Sacks, who worked with these patients for many years, tells the tales succinctly but with great empathy and sensitivity. He also presents the medical background and, from the 1990 edition on, discusses the history of the book and its legacy. He talks about “Parkinsonian Time and Space” – which seems to be highly mutable and to have only a passing resemblance to “normal” reality (it sounds very redolent of a science fiction novel, but the subject is just to big to treat in parentheses) – and suggests that chaos theory may be a useful tool in investigating the condition. All of this is genuinely fascinating, but does require the reader to paying proper attention.

There are a few case histories of people with Parkinson’s included in the book. Sacks refers to them as having “normal” Parkinson’s, and is careful to note the differences between the “enkies” (the jocular term used in the book to describe sufferers of post-encephalitis lethargica) and the “parkies” (an equally jocular term, but not one used in the book). The enkies tend to have very extreme symptoms, from which their awakenings are very dramatic. They also tended to crash into the tribulation phase very quickly, but, should they manage to reach an “accommodation” with the drug, the non-progressive nature of their condition meant that the accommodation, or compromise between their illness and the drug-induced tribulations, could be maintained almost indefinitely.

In the third part of the book, “Perspectives” (after the case histories), Sacks says, by way of reassurance, that:

the patients considered in this book do not constitute […] a ‘fair sample’ of the Parkinsonian population at large; the fact that many of our patients have run into exceedingly severe, complex and intractable problems is an index of their situation, which is far worse, in almost every way, than the situation of their more fortunate Parkinsonian brethren outside institutions. Their reactions to L-DOPA, in almost every way, are hyperbolic and extreme […] [Q]uantitatively, their reactions far outstrip in magnitude those likely to e seen in the vast majority of Parkinsonian patients, but the quality of their reactions is the same, and casts light on the reactivity and nature of all Parkinsonian patients, and of all human beings.

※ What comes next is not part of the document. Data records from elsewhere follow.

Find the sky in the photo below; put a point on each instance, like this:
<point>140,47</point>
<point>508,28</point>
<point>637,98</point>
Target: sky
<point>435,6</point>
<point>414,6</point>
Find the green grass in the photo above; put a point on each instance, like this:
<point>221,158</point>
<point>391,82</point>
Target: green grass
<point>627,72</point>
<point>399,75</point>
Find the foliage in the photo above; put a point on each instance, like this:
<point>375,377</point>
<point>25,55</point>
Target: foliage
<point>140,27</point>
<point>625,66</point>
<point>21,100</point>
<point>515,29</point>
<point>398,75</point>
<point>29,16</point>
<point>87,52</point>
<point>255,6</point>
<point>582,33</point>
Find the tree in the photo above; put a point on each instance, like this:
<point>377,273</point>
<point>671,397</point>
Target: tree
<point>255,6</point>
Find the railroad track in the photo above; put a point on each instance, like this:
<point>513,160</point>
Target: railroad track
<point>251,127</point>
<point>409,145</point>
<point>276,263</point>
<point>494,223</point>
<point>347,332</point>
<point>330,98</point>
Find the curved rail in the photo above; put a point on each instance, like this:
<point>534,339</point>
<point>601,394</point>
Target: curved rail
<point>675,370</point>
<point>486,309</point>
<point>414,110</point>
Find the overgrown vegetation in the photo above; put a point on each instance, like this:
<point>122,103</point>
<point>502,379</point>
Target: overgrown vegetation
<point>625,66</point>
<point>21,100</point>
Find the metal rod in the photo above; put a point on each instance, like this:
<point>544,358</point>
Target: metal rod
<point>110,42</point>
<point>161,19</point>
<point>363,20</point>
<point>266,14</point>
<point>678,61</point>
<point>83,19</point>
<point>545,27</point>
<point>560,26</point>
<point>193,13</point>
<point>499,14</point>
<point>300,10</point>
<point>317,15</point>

I do kind of wish that I had read that sooner (although something of the kind had been intimated earlier).

Awakenings is a highly complex book, and I am aware that I have scarcely expressed an opinion beyond the opening paragraph’s “extraordinary and remarkable”. It is extraordinary; it is remarkable; and I would wholeheartedly recommend it to all inquiring minds – with the caveat that some of the real life stories related within are potentially upsetting, especially if you are affected by Parkinson’s. I was frequently moved to tears, but as I progressed through the book, those tears were less in fear for my own future – remember, I have not taken L-DOPA at the present time, although I am fully aware that it is almost inevitable that I will, one day, need to take it – and more in sympathy with the people whose lives are described.

Awakenings is well worth the effort required to read it. It is not a dense, heavy-going medical text; Sacks is an excellent writer whose humanity and compassion shines through. His text is a paragon of science writing; it is literate, well formed, and is pitched just right – it neither patronizes the reader nor does it leave key concepts unexplained (there is a glossary included at the back of the book, but most of the terms were explained in context and I did not, personally, feel the need for it). L-DOPA is not the miracle drug that it was once believed to be; Sacks does not propose any alternative, but he does intimate that the experiences of his patients may prove helpful in future research on Parkinsonism. From a wider perspective, Awakenings helps the reader achieve a small insight into clinical neurology, and a much larger one into human nature – as all the best literature ought to do.